The COVID-19 pandemic has brought about several challenges for South Africa, its people, and industries such as mining, which is one of the country’s largest employers. On any given day, our country is troubled with persistent social and economic ills, and this pandemic has only exacerbated these.
Some weeks ago, I asked our employees how many of them would be able to withstand the numerous pressures brought by the pandemic over a protracted period. Judging from their responses, I knew then that the mining industry and the country were facing one of its biggest challenges in living memory.
During the early days of the nationwide lockdown, the mining industry recognised how important it was to safeguard our people’s lives, while also protecting their livelihoods. There is no separation between lives and livelihoods because the social, economic and mental health and safety of our people is our overarching value. It is this imperative that has driven the mining industry’s difficult choices and response to the pandemic. As an industry, we have had to sit down and thoughtfully reflect on how we might work in partnership with our employees, contractors and host communities to provide them with the support that they require during this time.
In our case, as Anglo American, this is all part of what it means to re-imagine mining to improve people’s lives. It is to think of the entire chain of vulnerabilities that our people and host communities are exposed to because of this pandemic, and work with government and other partners to deal with the devastating impacts
There is no question that we have a role to play in preventing and responding to, and recovering from, the COVID-19 pandemic, as we are part of the essential infrastructure that helps to provide services such as water, energy and healthcare services to our employees, their families and our host communities. Much of this work happens across the country, in towns and regions that are crucial to the sustainability of South Africa’s mining industry.
The Mpumalanga region is an important part of South Africa’s mining industry, and the country’s energy generation capacity, in particular. This province is home to South Africa’s major coal-fired power stations, producing close to 80% of the country’s coal and helping generate much-needed foreign earnings for South Africa through coal sold in the export market.
As the reality of the pandemic began to sink in over two months ago, it was clear to us as a company that we needed to act with great care to ensure that we do as much as we can to help those left vulnerable by the effects of the pandemic.

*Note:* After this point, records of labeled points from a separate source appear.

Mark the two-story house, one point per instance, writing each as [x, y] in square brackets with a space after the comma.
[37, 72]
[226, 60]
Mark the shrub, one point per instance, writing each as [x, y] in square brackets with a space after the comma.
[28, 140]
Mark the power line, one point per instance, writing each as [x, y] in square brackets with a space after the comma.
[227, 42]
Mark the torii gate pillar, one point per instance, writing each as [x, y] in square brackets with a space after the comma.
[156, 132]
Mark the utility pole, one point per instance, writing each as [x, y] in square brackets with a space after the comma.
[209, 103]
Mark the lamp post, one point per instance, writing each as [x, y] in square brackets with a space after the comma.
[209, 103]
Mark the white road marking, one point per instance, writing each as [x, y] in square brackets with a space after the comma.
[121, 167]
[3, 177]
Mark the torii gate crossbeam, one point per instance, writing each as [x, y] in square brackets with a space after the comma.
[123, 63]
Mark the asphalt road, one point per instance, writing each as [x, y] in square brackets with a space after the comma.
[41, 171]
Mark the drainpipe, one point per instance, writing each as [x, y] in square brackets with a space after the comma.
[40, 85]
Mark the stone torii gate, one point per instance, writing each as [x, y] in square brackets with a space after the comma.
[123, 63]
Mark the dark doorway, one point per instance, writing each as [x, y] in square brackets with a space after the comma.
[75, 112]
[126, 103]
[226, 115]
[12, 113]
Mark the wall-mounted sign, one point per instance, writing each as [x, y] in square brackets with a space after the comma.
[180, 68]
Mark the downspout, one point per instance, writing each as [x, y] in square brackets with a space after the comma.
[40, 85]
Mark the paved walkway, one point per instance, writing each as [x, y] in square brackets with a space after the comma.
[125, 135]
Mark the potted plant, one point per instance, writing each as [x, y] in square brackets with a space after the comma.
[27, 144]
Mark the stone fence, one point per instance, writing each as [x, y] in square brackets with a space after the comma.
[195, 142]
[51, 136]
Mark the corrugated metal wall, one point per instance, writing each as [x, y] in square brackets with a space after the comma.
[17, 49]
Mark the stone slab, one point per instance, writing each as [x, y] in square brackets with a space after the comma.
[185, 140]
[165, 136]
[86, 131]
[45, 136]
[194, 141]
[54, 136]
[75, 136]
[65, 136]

Our first point of call was to look at the availability of the infrastructure that we, as the mining industry, develop in partnership with the government to serve our people and host communities. An honest assessment of our readiness to deal with the pandemic, from an infrastructure point of view, was necessary in helping us figure out how we would need to work together to capacitate numerous clinics, hospitals, community centres and facilities that are now playing an important role in the region’s fight against the virus.
Given we may be testing more intensely than is the case nationally, it may look like mining is some form of hotspot for the virus, but that is a false assertion
Our Anglo-American Coal Highveld Hospital in Mpumalanga, which generally services the health needs of our employees, was immediately earmarked as a quarantine isolation facility for COVID-19 positive patients – equipped with 85 additional bed units.
We have also recently opened a COVID-19 PCR testing laboratory in our hospital with a minimum capacity of 300 tests per day. We know that the more we screen and test, the more positive cases we will find. And given we may be testing more intensely than is the case nationally, it may look like mining is some form of hotspot for the virus, but that is a false assertion. The fact we are identifying more cases is a good thing, and helps us keep our people and communities safe. We have acted with speed and conviction and have been deliberate in our response.